At the National Parks Conservation Association, President and CEO Theresa Pierno said the administration should wait until legal challenges to the president's redrawing of the monuments are heard before moving ahead with new management plans.

"Until the courts determine where Bears Ears and Grand Staircase land protections stand, planning and managing for the sites in question are a waste of taxpayer resources and should be a nonstarter," she said.

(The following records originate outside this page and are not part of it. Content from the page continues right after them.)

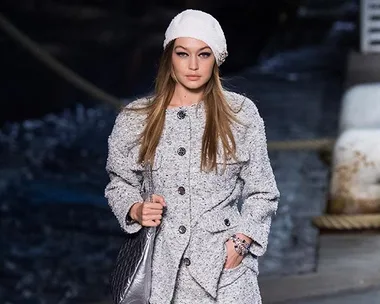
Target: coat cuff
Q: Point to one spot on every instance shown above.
(258, 232)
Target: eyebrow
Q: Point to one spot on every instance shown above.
(201, 49)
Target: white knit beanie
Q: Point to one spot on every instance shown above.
(199, 25)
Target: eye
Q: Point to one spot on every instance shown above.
(181, 54)
(205, 54)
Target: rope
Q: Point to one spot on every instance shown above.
(347, 222)
(56, 66)
(81, 83)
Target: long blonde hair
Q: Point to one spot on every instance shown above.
(219, 116)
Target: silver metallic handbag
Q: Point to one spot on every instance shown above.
(130, 280)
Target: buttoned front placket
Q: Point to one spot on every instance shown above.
(182, 156)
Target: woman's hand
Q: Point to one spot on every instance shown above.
(148, 214)
(233, 258)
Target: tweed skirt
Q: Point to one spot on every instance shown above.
(237, 285)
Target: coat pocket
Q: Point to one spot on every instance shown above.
(221, 220)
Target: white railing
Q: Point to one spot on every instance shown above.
(370, 26)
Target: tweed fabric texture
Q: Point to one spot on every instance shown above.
(202, 207)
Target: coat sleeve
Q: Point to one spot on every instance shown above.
(123, 189)
(260, 194)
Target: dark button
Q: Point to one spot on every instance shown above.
(181, 151)
(181, 190)
(182, 229)
(181, 114)
(187, 261)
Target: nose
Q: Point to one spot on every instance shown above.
(193, 64)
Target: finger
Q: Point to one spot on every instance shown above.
(150, 206)
(151, 217)
(158, 199)
(151, 223)
(147, 212)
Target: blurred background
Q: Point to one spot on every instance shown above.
(63, 65)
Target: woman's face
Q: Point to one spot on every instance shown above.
(192, 62)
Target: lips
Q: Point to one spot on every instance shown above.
(193, 77)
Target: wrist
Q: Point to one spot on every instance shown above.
(132, 214)
(241, 245)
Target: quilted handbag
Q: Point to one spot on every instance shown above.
(130, 279)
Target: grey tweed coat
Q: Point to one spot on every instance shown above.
(202, 208)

“The management plans proposed leave the surrounding national park landscapes - Glen Canyon National Recreation Area, Capitol Reef and Bryce Canyon – vulnerable to destructive development. Through these proposed plans, the administration is choosing the most damaging options of the alternatives presented, proposing a direction that will knowingly harm Bryce, Capitol Reef and Glen Canyon through damaging off-road vehicle use, spreading of invasive species and mineral development. At Canyonlands, we are most concerned about potential damaging off-road vehicle use. Paving the way for destructive development like this will extend to the doorsteps of surrounding national parks, all at the expense of our nation’s most culturally significant places."

Comments

The plot thickens.  First the Washington Post and SL Tribune each reported Thusday in their coverage of these BLM proposed management plans that they include selling off a bunch of modest sized parcels adding up to 1600 acres to adproperty owners, including a small parcel adjacent to land owned by Mike Noel, R Utah State Legislator and big Trump supporter.  BLM claimed it was required by law to identify federal property suitable for disposal in its land-use planning.  The law allows the Secretary of Interior to sell those lands with competitive bidding or without competitive bidding.

https://www.washingtonpost.com/energy-environment/2018/08/16/zinke-said-...

https://www.sltrib.com/news/environment/2018/08/15/feds-release-management/

Then today the news is that Zinke didn't know about what his BLM was doing, was furious when he heard about it, and has cancelled all sales.  Does that mean it wasn't actually required by law, or simply that the law doesn't need to be followed?